What "elastic compute" means in 2026

Igor Zalutski · April 7, 2026

EC2 is the backbone of the modern internet, there's little doubt about that. Amazon started the cloud revolution back in 2006 by introducing scalable object storage decoupled from compute, followed shortly by compute with reliable provisioning that you could scale as you need - it grew out of the internal platform that Amazon had to build for itself to support the scale of e-commerce at its own web store.

20 years later, cloud VMs like EC2 are running the majority of SaaS applications. Often via more specialised higher-level services like container orchestrators or lambda functions, but the core remains more or less the same - VMs decoupled from the underlying hardware via hypervisors, highly optimised operating system images, and all the insane complexity of making a highly reliable host operating system with enough nines of reliability guarantees to support whatever you want to build, even if it's another Netflix with comparable popularity and load profile.

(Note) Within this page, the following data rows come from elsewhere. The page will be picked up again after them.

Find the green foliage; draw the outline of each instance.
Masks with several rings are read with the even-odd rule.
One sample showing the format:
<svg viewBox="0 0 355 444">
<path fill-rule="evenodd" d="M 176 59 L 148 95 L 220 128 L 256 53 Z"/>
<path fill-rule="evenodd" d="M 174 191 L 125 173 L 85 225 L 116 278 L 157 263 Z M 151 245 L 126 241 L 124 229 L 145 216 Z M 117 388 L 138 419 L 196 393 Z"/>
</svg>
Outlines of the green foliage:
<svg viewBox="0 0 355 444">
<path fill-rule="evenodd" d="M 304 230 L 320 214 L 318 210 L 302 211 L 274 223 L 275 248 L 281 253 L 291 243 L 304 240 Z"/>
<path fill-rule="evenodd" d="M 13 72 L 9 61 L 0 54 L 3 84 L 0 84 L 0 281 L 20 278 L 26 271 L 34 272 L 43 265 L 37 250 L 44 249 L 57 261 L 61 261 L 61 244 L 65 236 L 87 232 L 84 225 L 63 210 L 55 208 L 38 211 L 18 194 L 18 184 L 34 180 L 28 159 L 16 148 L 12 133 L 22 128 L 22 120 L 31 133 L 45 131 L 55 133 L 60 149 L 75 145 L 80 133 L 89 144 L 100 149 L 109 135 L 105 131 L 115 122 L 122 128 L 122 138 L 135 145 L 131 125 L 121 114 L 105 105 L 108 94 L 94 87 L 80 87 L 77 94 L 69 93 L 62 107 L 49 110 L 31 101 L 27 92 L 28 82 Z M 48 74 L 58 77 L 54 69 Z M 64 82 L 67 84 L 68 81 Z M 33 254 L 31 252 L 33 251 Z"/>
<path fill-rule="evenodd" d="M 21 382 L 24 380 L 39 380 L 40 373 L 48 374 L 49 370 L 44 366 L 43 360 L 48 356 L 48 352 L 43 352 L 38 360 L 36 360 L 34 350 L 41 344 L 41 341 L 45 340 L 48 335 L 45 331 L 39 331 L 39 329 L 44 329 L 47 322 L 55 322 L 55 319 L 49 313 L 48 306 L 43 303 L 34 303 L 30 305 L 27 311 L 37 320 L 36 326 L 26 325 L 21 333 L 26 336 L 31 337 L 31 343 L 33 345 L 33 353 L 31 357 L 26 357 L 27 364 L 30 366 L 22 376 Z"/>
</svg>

But now we have agents. A growing number of workloads are not even applications - they are ephemeral one-off artifacts that agents produce, or the agents themselves, often replicated across isolated sessions to ensure user's data is immune from the uncertainties introduced by LLMs. Are the tried and proven compute paradigms stay the same? Or do they change?

The elasticity timeline

2006

EC2

Provision a VM in minutes

2013

Containers

Spin up in seconds, share the kernel

2014

Lambda

Per-invocation, millisecond billing

2024

Type-1 Sandboxes

Ephemeral VMs for untrusted code, ~100ms boot

2025

Type-2 Sandboxes

Isolate the agent itself, persistent sessions

2026

Elastic from inside

Agent controls its own CPU/RAM on demand

Each generation made "elastic" mean something faster and more granular.

What's similar

Many things didn't change at all. For example, agents still need all the usual stuff that a web server would. Agents need the same exact environment a web server would thrive in - an agent is a process like any other. Windows vs Linux aside, there's really nothing special that the host needs to provide for the agent to run on it.

The best coding agents, at least as of April 2026, are CLIs - they read and write files, use bash, start processes. They can go much further than a web server in what they can do on the host system - more on that later - but fundamentally they are just like any other *nix process. You do not need anything special to run a coding agent. A fresh EC2 for example would be a reasonably good environment for one agent.

But this "one agent" scenario is pretty much where similarities end.

More elastic than EC2

The first bottleneck to be exposed by agents was the need to run untrusted code generated by an LLM on the fly. Say you've built your agent with Langchain or ai-sdk or another similar framework. Fundamentally it's a web application like any other - meaning it's likely deployed in some sort of a compute environment, perhaps containers or functions, with some degree of sharing the underlying compute across multiple requests.

Where do you run code generated by the LLM? Even if there is no resource sharing across requests (eg lambda), running ai-generated code on the same host that handles the request risks at a minimum secret exfiltration, or worse it could get access to all user's data if you get prompt-injected. You'd want bullet-proof isolation, ideally at kernel level - like a VM provides.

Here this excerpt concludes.